Acte II : Je crois que je bosse dans une boîte sexiste

Deux ans, une rupture et quelques incidents sexistes plus tard, à force de travail acharné, je suis choisie avec un de mes collègues pour aller passer trois mois sur le continent nord-américain. L’objectif, aider le bureau canadien qui est sous-staffé et lancer notre première mission aux US.

Notre direction nous informe que durant cette mission, nous partagerons le même appartement durant les trois mois. Avec mon collègue, nous sollicitons donc un rendez-vous avec la DRH, nouvellement arrivée, et un des associés, le DG. Nous indiquons que nous ne souhaitons pas vivre ensemble. Ce à quoi notre boss nous répond, « C’est quoi votre problème, vous avez peur de coucher ensemble ? ». Il nous fait comprendre que pour des raisons économiques nous n’aurons pas vraiment le choix et que ça va aider à la cohésion de l’équipe. Esprit Start’up.

Me voilà donc quelques semaines plus tard en colocation avec un collègue. Pour l’intimité, on repassera. Après quelques semaines de mission, je reçois un mail du DG. « Comment va ma beurette préférée ?». Quelques semaines plus tard, il vient nous rendre visite au Canada. Nous sommes réquisitionné.es pour occuper ses soirées pendant son séjour. Pendant un des dîners en sa compagnie, j’ai le droit à un interrogatoire, devant mes collègues, sur ma situation matrimoniale.

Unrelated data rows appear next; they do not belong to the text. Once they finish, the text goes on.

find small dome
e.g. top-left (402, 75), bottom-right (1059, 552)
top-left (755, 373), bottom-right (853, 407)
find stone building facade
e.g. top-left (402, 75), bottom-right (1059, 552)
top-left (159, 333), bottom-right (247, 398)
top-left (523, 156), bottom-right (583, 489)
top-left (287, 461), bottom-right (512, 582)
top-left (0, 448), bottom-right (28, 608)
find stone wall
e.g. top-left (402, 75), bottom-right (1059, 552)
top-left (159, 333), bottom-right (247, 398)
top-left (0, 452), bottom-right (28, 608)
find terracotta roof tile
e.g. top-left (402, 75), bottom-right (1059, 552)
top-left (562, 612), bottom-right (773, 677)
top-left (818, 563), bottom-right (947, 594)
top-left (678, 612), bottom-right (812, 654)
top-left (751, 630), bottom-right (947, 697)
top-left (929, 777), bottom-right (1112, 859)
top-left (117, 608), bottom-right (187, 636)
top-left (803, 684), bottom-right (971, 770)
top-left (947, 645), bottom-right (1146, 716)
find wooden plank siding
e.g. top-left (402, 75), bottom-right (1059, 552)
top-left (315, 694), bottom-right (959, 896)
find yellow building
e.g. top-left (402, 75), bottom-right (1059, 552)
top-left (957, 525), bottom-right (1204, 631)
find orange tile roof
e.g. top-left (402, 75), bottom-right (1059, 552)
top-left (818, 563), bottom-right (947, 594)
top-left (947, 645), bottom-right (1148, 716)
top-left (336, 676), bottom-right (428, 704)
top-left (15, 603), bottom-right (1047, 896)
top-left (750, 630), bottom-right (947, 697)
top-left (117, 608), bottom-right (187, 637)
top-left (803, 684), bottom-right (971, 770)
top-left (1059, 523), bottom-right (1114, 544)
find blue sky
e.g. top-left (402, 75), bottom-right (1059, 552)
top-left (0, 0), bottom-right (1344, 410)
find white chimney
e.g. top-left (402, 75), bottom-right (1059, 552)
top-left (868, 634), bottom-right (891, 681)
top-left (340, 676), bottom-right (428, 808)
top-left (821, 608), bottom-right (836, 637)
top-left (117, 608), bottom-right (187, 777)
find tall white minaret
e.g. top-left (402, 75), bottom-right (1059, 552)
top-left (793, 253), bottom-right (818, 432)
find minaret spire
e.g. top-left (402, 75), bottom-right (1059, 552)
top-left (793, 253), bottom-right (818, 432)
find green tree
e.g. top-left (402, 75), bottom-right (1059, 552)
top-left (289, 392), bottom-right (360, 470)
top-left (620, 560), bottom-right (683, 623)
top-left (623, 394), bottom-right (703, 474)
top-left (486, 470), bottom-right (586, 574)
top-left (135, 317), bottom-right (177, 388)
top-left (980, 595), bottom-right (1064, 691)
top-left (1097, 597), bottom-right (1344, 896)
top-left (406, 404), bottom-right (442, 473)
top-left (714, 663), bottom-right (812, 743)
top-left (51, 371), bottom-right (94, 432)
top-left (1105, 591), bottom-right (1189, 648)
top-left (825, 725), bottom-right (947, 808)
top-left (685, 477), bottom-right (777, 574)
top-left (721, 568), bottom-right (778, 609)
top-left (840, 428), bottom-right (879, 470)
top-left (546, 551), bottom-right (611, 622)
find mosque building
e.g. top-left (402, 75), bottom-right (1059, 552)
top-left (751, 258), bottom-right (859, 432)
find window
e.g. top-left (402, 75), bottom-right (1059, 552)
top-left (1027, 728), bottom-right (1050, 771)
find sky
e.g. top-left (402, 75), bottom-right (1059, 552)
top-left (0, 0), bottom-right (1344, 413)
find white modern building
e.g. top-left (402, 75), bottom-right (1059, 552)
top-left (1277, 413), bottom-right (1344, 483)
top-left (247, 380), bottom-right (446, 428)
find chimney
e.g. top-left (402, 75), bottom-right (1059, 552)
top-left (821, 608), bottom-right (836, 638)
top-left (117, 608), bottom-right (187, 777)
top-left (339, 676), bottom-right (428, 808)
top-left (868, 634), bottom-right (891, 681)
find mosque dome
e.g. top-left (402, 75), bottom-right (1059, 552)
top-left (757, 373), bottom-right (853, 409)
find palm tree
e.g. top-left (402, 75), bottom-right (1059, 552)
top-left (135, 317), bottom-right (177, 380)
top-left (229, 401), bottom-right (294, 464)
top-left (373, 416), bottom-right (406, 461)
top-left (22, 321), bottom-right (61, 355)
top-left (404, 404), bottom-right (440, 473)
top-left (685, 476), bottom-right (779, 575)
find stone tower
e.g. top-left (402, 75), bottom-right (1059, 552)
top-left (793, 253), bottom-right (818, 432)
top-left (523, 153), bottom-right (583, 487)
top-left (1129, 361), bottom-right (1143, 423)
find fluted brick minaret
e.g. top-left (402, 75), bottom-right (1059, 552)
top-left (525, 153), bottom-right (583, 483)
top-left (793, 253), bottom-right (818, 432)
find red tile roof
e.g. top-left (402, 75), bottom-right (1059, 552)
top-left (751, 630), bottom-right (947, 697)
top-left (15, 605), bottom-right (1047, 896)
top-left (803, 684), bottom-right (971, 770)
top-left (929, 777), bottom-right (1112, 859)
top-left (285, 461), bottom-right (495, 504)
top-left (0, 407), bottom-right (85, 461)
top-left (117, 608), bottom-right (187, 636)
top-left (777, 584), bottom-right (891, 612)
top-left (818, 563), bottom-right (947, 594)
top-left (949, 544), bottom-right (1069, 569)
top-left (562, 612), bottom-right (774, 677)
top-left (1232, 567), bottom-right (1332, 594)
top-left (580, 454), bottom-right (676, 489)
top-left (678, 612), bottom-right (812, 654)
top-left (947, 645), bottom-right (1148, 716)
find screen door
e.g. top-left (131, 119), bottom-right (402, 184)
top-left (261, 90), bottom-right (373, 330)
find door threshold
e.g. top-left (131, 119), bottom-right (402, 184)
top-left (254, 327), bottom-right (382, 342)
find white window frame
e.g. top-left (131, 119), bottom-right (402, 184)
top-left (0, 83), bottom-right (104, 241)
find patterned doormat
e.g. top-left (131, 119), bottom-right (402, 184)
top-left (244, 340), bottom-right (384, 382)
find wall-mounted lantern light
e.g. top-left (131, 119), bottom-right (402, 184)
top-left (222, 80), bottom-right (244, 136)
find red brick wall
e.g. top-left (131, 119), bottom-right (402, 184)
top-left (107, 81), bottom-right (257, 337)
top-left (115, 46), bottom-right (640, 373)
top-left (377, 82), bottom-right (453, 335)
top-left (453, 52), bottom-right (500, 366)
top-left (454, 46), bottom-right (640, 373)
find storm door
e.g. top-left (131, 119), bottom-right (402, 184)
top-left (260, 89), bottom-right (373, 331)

Séparée depuis un an d’un de mes collègues, mon boss s’amuse à mentionner son nom à plusieurs reprises pendant le dîner et me pose un milliard de questions sur lui. Ne réagissant pas, il tente de vérifier les dernières rumeurs de « radio-moquette ». Il change de cible. Il me pose des questions sur mon N+2. Comment va-t-il ? La rumeur disant que nous nous sommes rapproché.es avant mon départ.

D’ailleurs, il paraîtrait que c’est grâce à lui que j’ai été positionnée sur le bureau nord-américain (et non grâce à mon travail acharné !). Une fois encore, j’esquive le sujet en indiquant ne pas avoir pas de nouvelles du bureau parisien. Bond de quatre ans dans le temps. Nouveau séminaire. Pour celui-ci, la boîte nous a bien préparé.es. Une esthéticienne est même passée au bureau quelques jours avant le départ pour pimper celles qui le souhaitaient.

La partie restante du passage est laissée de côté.